Laura has a new post over at Sarsaparilla making the excellent point that instead of huffing and faffing about the Patrick White sting in Saturday's Australian (of which I've been doing more than my fair share), lovers of White should instead put our literary money where our mouths are and go back to the important stuff, viz White's novels themselves. Laura has proposed a Patrick White Reading Circle and has already been overwhelmed by expressions of interest.
I feel sufficiently inspired by this to join in her Take Back the White movement and start a Patrick White Corner here, a small regular space for the old curmudgeon's own unique voice. Here, then, is the reading for today, from the source of the original hoax, The Eye of the Storm. I don't quite know why I remember this bit so clearly, but my guess is that most women, at least -- and I mean women of any age, in any time -- will shiver at it just a little.
'After receiving her mother's cheque Dorothy had considered splurging some of it on an important dress: an armature to intimidate any possible adversary, and to warn off what could be worse, an importunate admirer. But on sending for a statement almost immediately after paying the money into the bank, she thought she could not bring herself to reduce such a lovely round sum; she would make do with her trusty Patou black, enlivened with a jewel or two ...
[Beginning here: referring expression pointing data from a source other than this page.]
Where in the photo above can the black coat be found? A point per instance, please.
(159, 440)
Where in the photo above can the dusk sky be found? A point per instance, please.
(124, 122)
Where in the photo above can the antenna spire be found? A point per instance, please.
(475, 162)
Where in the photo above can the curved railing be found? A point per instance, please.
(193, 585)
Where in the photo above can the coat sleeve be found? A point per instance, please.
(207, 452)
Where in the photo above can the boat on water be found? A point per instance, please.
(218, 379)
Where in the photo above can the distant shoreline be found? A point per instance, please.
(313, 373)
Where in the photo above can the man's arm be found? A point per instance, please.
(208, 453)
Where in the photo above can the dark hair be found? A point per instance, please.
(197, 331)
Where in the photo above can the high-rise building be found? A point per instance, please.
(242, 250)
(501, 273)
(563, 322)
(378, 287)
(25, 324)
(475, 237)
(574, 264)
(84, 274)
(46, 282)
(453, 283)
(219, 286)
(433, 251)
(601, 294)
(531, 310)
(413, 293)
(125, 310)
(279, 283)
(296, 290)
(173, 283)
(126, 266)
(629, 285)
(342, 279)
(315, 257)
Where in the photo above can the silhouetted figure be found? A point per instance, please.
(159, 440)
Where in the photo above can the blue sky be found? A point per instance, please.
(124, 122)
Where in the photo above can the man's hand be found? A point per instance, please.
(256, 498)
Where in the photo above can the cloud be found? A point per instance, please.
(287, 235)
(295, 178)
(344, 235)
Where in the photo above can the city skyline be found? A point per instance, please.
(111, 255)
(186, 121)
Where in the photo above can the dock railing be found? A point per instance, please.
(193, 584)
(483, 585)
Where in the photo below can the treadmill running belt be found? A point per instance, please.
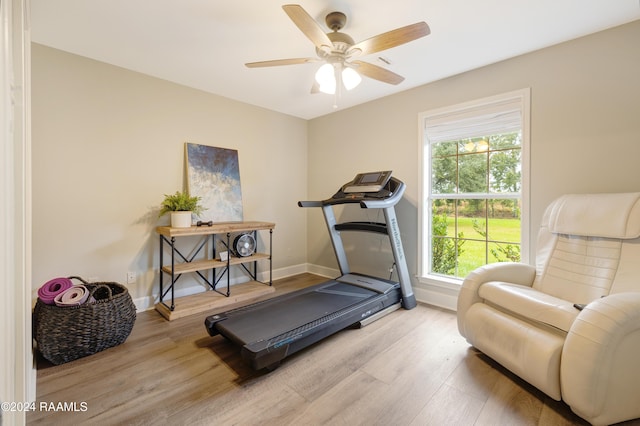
(264, 322)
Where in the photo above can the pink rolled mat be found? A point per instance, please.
(76, 295)
(52, 288)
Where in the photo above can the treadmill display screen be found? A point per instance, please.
(368, 182)
(370, 177)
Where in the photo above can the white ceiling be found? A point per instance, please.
(205, 43)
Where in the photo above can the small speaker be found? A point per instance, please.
(244, 245)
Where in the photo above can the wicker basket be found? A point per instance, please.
(71, 332)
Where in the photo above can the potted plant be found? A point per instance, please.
(181, 206)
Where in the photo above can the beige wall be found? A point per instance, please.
(585, 127)
(108, 143)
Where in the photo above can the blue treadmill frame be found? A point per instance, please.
(271, 330)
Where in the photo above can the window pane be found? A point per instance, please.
(444, 168)
(472, 256)
(505, 141)
(472, 172)
(443, 218)
(444, 149)
(505, 172)
(443, 177)
(504, 252)
(504, 230)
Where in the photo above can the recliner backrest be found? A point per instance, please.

On the night, then, it was the Patou black, of such an urbane simplicity it had often ended by scaring the scornful into a bewildered reassessment of their own canons of taste. And the diamonds; everyone must bow to those: their fire too unequivocally real, their setting a collusion between class and aesthetics. These were some of the jewels the colonial girl had been clever enough to prise out of her husband's family by knowing too much. If they had been more than a paltry fraction of the realisable de Lascabanes assets, and if she had not detested all forms of thuggery, Dorothy Hunter might have seen herself as a kind of female Ned Kelly.
She was standing at the dressing-table mirror massaging the lobes of her ears before loading them with moody de Lascanbanes pearls encrusted with minor de Lascabanes diamonds. The earrings made her suffer regularly, but it was all in the game ...'
Oh, those earrings make my earlobes ache just looking at them.
ReplyDeleteHe was so astute, wasn't he?
That was the best image I could find for what I thought they might look like. Fitting the description, dated OTT European -- and yet, like, serious jewellery.
ReplyDeleteI can think of 18th century equivalents and 21st century equivalents of this calculating, anxious, memory-riddled woman-getting-ready-to-go-out scenario, in movies as well as books.
There's a pic of PW in drag (lipstick, pearls and cloche) at a fancy-dress New Year party somewhere in Europe when he was 14, so he obviously knew it from inside, so to speak. There's lots of lovely lush drag stuff in The Twyborn Affair.